BLOOD BANK is a new Australian play by a new writer Christopher Harley, at the Ensemble Theatre. It was part of the Ensemble Stages 2013 Spring Reading.
It is set in the waiting room of a Blood Bank. Michael is waiting to donate blood to his very ill twin brother Justin, both played, well, by Tom Stokes. There they are both accosted, separately, of course, by a noisy (obnoxious) young woman, Abbey, played by Gabrielle Scawthorn. A love story, of a kind develops, and the consequences between the three become complicated by illness, sex, death, guilt and a frustrated anger. Only 90 minutes long the play production begins and ends with a video backstory (AV: Tim Hope) that is, also, interspersed throughout the live action of the play. We watch and hear the two boys, Michael and Justin, as children, on an adventure in the ‘bush’ with their brother Ben, who dies in some kind of accident. Justin carries the memory of that day terribly, still, along with his illness.

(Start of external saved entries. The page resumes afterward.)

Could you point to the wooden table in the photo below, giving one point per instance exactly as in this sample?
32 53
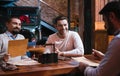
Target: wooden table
62 67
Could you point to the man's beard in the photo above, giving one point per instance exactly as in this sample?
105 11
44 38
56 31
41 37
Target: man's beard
15 31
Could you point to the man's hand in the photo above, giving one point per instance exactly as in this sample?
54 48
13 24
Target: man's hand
97 54
82 66
59 52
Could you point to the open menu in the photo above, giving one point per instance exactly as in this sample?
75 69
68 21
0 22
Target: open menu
17 47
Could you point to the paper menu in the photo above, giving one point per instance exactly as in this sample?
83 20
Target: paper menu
17 47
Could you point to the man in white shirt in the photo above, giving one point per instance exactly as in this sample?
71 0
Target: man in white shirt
13 25
67 43
110 62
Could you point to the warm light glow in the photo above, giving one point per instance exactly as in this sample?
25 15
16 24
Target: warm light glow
99 26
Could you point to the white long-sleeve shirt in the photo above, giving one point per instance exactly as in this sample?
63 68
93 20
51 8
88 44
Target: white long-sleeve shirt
110 65
72 44
4 38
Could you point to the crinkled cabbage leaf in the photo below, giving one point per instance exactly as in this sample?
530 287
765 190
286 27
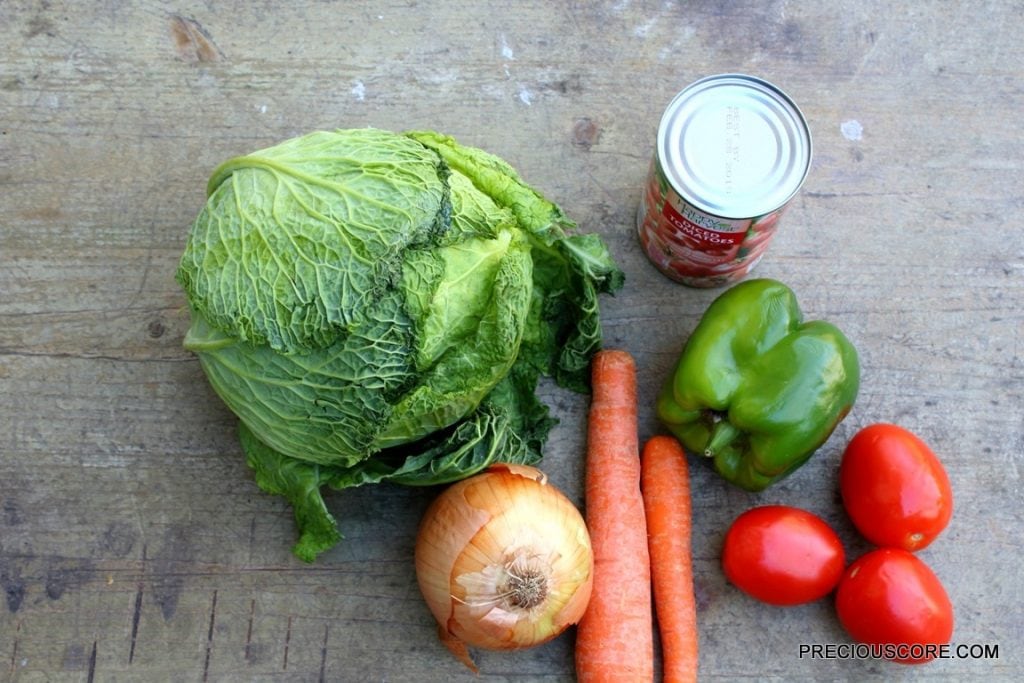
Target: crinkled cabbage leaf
378 307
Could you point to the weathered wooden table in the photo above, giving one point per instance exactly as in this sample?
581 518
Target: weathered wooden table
134 545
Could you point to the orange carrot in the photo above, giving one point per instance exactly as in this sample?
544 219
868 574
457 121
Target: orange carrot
666 485
614 639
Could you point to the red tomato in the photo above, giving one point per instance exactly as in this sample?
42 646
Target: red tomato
889 597
782 555
894 488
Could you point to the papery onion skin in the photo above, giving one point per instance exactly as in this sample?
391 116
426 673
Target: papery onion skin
504 561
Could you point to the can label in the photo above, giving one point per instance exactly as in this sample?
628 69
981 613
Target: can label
732 152
693 247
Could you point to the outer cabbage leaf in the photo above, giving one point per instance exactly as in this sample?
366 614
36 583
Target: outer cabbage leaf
379 307
297 242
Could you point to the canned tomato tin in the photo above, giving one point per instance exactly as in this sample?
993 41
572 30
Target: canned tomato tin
731 152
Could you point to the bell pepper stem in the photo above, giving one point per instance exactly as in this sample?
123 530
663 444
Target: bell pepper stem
723 433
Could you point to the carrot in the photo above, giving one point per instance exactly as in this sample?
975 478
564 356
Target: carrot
666 486
614 639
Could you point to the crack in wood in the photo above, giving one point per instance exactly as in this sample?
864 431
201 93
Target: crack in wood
249 631
135 619
323 676
92 664
209 637
288 641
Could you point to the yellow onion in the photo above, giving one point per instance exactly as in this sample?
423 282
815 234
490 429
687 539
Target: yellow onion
504 561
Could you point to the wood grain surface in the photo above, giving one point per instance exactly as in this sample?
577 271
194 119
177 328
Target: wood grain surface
134 545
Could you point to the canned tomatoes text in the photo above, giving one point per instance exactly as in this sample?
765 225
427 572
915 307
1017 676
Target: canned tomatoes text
732 151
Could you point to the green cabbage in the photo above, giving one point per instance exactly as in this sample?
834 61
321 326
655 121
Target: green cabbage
377 307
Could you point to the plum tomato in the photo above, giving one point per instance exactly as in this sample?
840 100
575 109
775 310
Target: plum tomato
891 598
782 555
894 488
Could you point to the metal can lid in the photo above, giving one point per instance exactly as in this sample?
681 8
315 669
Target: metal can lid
734 145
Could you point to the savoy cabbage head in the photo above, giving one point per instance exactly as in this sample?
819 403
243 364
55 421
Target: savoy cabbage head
378 306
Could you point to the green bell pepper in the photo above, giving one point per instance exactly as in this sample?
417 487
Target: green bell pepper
756 388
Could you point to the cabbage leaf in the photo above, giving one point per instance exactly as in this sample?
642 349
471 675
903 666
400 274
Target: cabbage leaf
379 307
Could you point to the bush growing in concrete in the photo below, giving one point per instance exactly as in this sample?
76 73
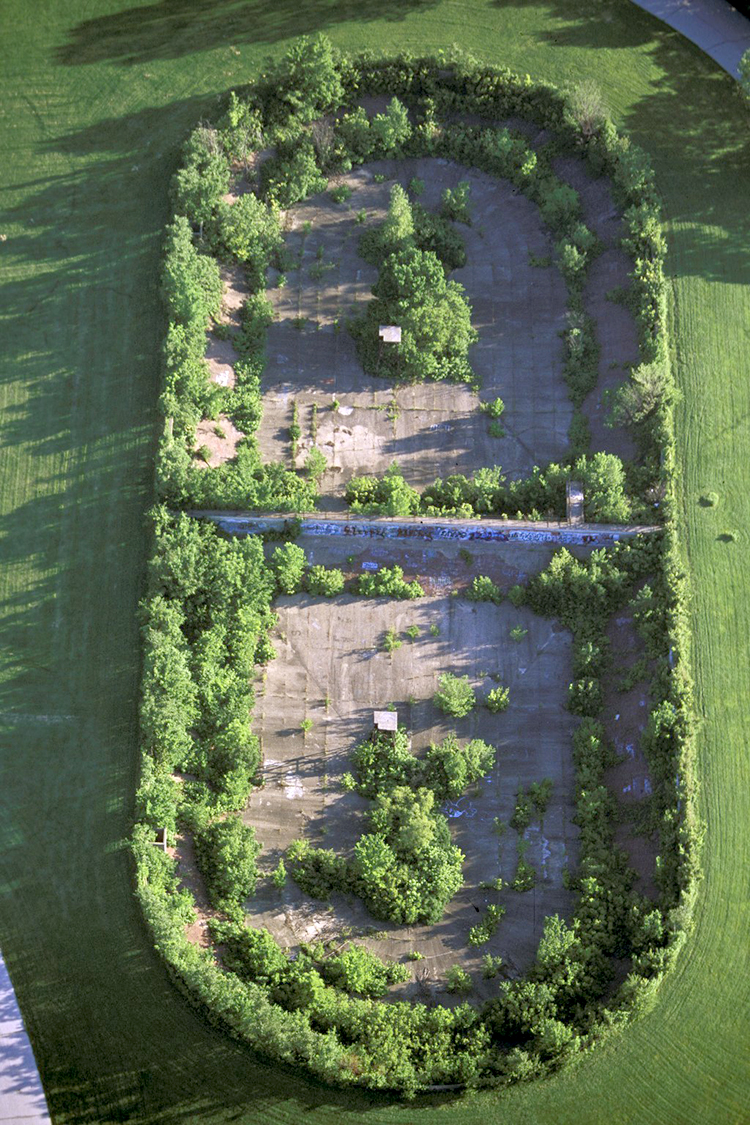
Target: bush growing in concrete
459 980
387 495
324 582
484 590
497 700
226 853
288 564
486 928
388 582
450 768
454 695
360 971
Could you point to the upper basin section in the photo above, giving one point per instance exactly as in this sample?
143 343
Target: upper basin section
431 430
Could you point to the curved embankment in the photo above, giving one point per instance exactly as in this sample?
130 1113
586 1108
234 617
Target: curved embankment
196 774
687 1060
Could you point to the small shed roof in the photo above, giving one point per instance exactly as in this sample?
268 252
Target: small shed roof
386 720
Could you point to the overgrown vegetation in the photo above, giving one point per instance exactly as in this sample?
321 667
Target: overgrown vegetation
207 611
405 866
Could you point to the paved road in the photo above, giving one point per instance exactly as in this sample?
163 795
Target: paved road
713 25
21 1097
430 528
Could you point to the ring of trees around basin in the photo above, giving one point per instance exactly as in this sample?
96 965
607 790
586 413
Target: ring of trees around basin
209 608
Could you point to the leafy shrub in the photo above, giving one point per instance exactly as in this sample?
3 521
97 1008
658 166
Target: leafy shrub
585 698
458 980
388 582
455 203
358 970
521 817
540 793
391 640
292 173
252 954
249 231
324 582
454 695
288 564
306 82
382 762
412 291
318 871
604 488
484 590
497 700
190 280
486 928
226 852
387 495
451 768
341 194
204 177
494 407
406 866
525 878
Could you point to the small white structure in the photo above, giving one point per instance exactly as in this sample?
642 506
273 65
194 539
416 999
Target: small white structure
575 502
386 720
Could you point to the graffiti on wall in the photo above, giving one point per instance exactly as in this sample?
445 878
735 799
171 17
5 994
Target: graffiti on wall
426 531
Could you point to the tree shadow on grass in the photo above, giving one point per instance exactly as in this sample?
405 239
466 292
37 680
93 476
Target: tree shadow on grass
599 25
174 28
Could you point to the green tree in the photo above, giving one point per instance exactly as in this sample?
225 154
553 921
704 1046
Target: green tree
204 177
497 700
450 768
315 464
288 564
605 497
307 79
484 590
226 853
454 695
324 582
191 282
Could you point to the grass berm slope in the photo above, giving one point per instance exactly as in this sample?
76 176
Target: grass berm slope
96 98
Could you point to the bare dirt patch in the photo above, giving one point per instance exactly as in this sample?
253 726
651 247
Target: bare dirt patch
619 349
220 438
191 880
220 354
332 668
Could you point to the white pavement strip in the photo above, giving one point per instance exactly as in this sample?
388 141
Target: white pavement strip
21 1097
713 25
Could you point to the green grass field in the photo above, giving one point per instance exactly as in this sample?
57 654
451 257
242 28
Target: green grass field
95 101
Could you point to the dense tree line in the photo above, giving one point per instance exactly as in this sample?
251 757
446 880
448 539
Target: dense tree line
207 611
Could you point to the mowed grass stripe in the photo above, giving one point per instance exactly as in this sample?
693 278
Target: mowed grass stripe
115 1041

The writing is promising in some of the dialogue exchanges, but the play is tedious in its very familiar and obvious narrative-content and seems to ‘glory’ in its sentimentality, never knowing when to end – there are so many endings – it felt like a slow drip torture. As well, some of the incidents of the play, such as nursing staff leaving a box of freshly collected blood bags in the waiting room unattended, are hardly credible, and derail one’s suspension of belief, and the ‘romantic’ directorial touches e.g. the dropping of snow with moody music seems more than a trifle over-egged for a feel-good sentiment, at the play’s end. (I recollected Anthony Skuse’s similar tendencies in his production of CARESS/ACHE earlier this year).
The efforts of all the artists involved: Anthony Skuse, Director; Tobhiyah Stone Feller, Designer (the very simple set design does double duty, being the space used for the Ensemble’s concurrent production David Hare’s MY ZINC BED, as well); Nicholas Higgins, Lighting; as well as the actors, including Meredith Penman, (over)playing a number of subsidiary, thinly written functionary roles, entertained the small audience I was with, some of them moved by the production.
It is interesting to see the work of a new Australian writer (part of the reason for my trekking over the bridge, despite the trains being cancelled), but I had an experience that made me to want to get out the blue-pen and edit it, shorten it, and to dilute the overwritten heart-tugging calamities of the text and production.
Mr Harley has another new play scheduled for the Darlinghurst Season of 2016: REMEMBERING PIRATES, in September-October. Peter Pan etc, it seems.